Здесь разбиться — блеск, но опасно падать.
Дирижабль заменит велосипед —
Смысл распредели вопреки прогрессу.
Скорость не имеет значенья, если
Нет конечной точки, предела нет.
Полюса болтаются в беспорядке.
Парадигма сменится. Принцип — вряд ли.
Ты, включая ноль, не равна нулю,
Бесконечность. Прыгнешь, но будет поздно,
И язык качнут не слова, а звёзды,
Возвращая к облаку и огню.
***
Люди, родившись голыми, так обросли с веками:
Разными языками строили, как руками,
Зло и добро мешая в прочном своём растворе,
Словно не на расстреле. Так появилось море.
То, что по-русски «мышонок», в Италии — «тополино»,
При переходе обратном являет собой древесину,
Склонную к небу, или ракеты, спорящей с твердью, —
Вечности дуновенье: силы или же смерти.
Разница стала разностью. Люди сделались мрачны.
Море хотелось выпить.

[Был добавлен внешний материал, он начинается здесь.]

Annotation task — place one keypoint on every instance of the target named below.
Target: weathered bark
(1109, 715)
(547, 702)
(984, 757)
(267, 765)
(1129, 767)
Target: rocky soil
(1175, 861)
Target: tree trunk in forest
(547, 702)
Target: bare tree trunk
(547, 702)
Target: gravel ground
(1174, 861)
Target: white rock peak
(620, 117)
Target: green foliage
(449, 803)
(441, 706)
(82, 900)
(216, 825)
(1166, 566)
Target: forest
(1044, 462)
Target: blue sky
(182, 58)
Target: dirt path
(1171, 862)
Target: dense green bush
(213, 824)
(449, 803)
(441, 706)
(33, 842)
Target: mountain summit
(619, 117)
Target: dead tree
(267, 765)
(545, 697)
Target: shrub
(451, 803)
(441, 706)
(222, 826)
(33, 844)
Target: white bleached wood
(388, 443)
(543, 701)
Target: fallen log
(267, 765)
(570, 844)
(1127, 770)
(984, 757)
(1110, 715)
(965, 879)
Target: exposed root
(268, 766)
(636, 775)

Так появились мачты.
Море было идеей. Мачты были победой,
Прочно в небо глазея против всякого «недо».
И узнавал каждый юнга, ещё обучаясь в школе,
Что в людях мозгов не много, но в целом довольно крови
И красоты, и всё это вместе цвета брусники.

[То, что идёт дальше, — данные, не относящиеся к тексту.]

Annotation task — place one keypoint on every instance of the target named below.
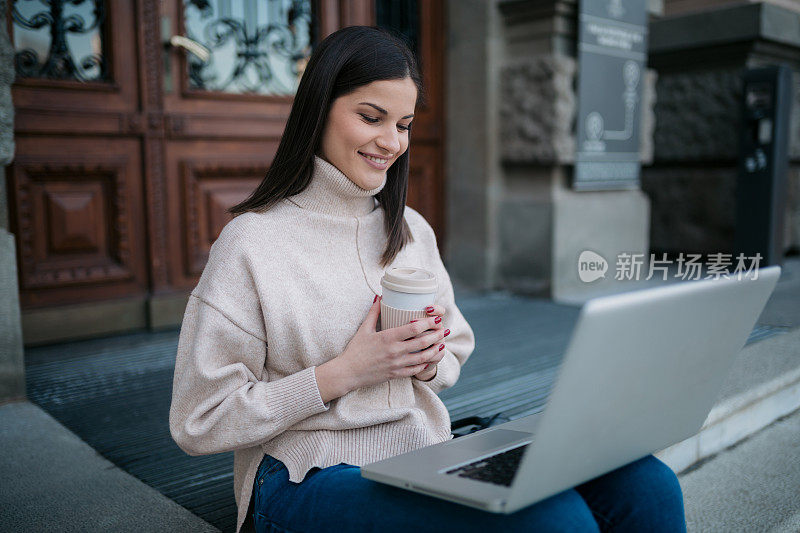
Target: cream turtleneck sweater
(284, 291)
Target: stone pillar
(543, 225)
(12, 369)
(471, 166)
(692, 183)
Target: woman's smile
(376, 161)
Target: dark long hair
(342, 62)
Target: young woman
(279, 356)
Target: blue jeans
(642, 496)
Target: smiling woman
(280, 357)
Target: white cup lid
(409, 279)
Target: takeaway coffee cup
(407, 291)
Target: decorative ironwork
(69, 37)
(402, 17)
(258, 46)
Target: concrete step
(53, 481)
(763, 386)
(750, 487)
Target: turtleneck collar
(331, 192)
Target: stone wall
(700, 58)
(12, 369)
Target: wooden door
(130, 150)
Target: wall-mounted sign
(612, 54)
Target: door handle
(193, 47)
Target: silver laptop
(642, 371)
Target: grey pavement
(53, 481)
(753, 486)
(114, 394)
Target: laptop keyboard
(498, 469)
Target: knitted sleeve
(218, 401)
(222, 399)
(461, 341)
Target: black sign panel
(612, 50)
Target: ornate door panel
(226, 107)
(139, 123)
(75, 188)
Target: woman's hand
(373, 357)
(429, 372)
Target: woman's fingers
(435, 310)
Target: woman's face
(367, 130)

Это преувеличили. Так появились книги.
Мальчик, смотрящий в небо. Небо колышет море.
Море полно луною. Это не спутник — кнопка.
Что появится дальше, там, за тобой, страною,
Что появится следом? Жди. Осталось недолго.
***
Над холмом проходит полдневный слон.
Сок земли природен, но жизнь есть сон.
Даман Брюса, ближайший родич слона,
Слышит в норе, как болит страна:
В глубине ворочает соль, где, прах,
Я один не знал, что кишит в Кижах.
Я родился в недрах своей земли
Рассуждать о Брюсе, зачем он Ли,
Заходить за дверь с табличкой «Не та»
В очень плохо сочетающиеся цвета.
Ты один такой тут даман-дункан,
Нотр-Дам, бредущий в разломах стран,
На дыму оставленный истукан,
Посредине сцены забывший кан-
кан. В туман уйдя, не имей очков,
Всё равно найдёшь на пути слонов.
Даже крот, плевавший в источник вод,
Понимал, что чаще — наоборот,
Но обычай слаще красот, и вот
Забывает осень, зачем умрёт.
Ты умрёшь, даман. Победивший слон
На тебя поставит вопрос ребром —
Евой под крылом, где могильный ком
Под углом ежом вскочит. Что притом?
Мир — притон, даман, и на нём питон.
Что поделать с внутренним со кротом?
Он сокрыт в земле, он сократ холма,
Он один смолчит, что душа сильна.
Не зевай навзрыд, колыхая твердь.
Сон — кредит, который даёт нам смерть.
***
Как, осень, нам чуждо чудо, когда водопад течёт
С невечнозелёных в груды, где листья наперечёт,
Где пруд убегает тиной в поток облаков и в запах,
Пугает оскал утиный притекший к воде народ…
Пестреет в раскрытых лапах перчатка земной листвы.
Иной, возжелавший схапать, бежит по земле — увы,
Вода остаётся пресной, и блики листвы небесной
Несутся в пруду, как тени, вкусившие головы.
Прекрасны её ступени, запудренные навзрыд,
И время её мгновений скрывает полдневный стыд,
Как лодка неотвратимо, бликуя, течёт к канаве,
К обрыву, когда, вестимо, молчанье слышней, чем выд…
Ох, как нас роднит с тобою тягучая хрупкость блика,
Когда из клочка обоев впивается земляника
В лицо вековечным «аве», кровавым, как зонт-закат,
Как зонд, над границей яви несущийся наугад…
И вновь говорил в оправе скукоженный диверсант:
Пошли мне за это пламя хотя бы кровавый бант!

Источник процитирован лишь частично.